Among the many themes in Gabriel Marcel's Metaphysical Journal, he discusses feeling, experience, and the difference between them and thinking.
I am unable to say to a friend, “What you experience for that person is not, as you imagine, respectful friendship or disinterested curiosity; it is love,” unless there is a certain universal idea of love. (307)
Marcel goes on to say that the difference is “disinterestedness.” The paradox is that a feeling (friendship, love) is precisely not disinterested, and the objectivity and detachment of the disinterested perspective will always seem out of place. In fact, even one’s own reflective thought, in distancing itself from and objectifying a feeling, transposes feelings into ideas.
Love, as a feeling (like any feeling), is not itself “transmittable,” that is, not translatable into symbols to be exchanged or mediated. That quality is what gives feelings their being (we can’t say ipseity, because that too transposes them into ideas).
The judgment of another’s feeling, and even the judgment of our own feelings, is guilty of paralogism. This paralogism occurs whenever being and thing are conflated, or thou and him/her, or feeling and idea. Marcel’s position makes it seem that whenever we judge or reflect on our own unreflected experience, we create paradox.
When I experience love, when I fall in love ("it will be in springtime..."), the feeling is unimpeachable, and more to the point, incorrigible. I live in that feeling, and its reality surrounds and fills every moment and space.

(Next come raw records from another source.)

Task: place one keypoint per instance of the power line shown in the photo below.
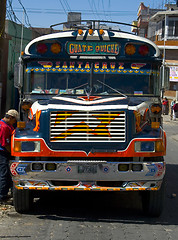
(63, 7)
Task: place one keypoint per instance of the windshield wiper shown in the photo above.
(112, 88)
(73, 89)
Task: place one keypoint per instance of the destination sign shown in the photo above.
(92, 48)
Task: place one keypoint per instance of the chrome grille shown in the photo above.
(75, 126)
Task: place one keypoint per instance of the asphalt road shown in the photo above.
(102, 216)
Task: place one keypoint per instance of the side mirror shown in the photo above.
(18, 73)
(164, 77)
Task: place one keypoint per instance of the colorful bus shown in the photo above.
(91, 114)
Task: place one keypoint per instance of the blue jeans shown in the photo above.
(5, 176)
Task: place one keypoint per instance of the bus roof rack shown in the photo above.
(94, 24)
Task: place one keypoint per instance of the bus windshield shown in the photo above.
(129, 81)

When someone comes by and says, "well, you know, you did say this just last month, about that other person...," I immediately dismiss it, not because I judge this judgment to be incorrect (which it might be), but because the judgment itself is out of bounds.

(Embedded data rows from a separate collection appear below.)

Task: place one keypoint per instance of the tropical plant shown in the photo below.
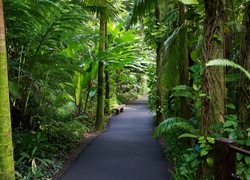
(6, 148)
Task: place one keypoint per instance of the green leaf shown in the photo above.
(203, 152)
(210, 140)
(231, 106)
(189, 1)
(187, 135)
(210, 162)
(239, 156)
(230, 123)
(226, 62)
(247, 160)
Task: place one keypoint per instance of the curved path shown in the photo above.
(125, 151)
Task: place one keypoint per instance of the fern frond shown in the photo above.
(183, 91)
(175, 122)
(188, 135)
(186, 126)
(226, 62)
(173, 56)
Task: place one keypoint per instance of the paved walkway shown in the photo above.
(125, 151)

Yet, we know, that is, we think in the cool light of the early morning of reason (when it's had a good strong cuppa and is ready to face the day), that indeed we can be wrong about the experience of love. In fact, thinking about it, we can come up with several ludicrous examples to make the point, leading us to exclaim, "oh, man! What was I thinking?!" when, of course, we precisely weren't thinking.
Marcel, to his great credit I think, does not resolve this paradox. He uses it to explore the gap between thought and faith (and the translation I have steadfastly uses thinking, not reason, which is interesting). He also seemed to take clairvoyance completely seriously.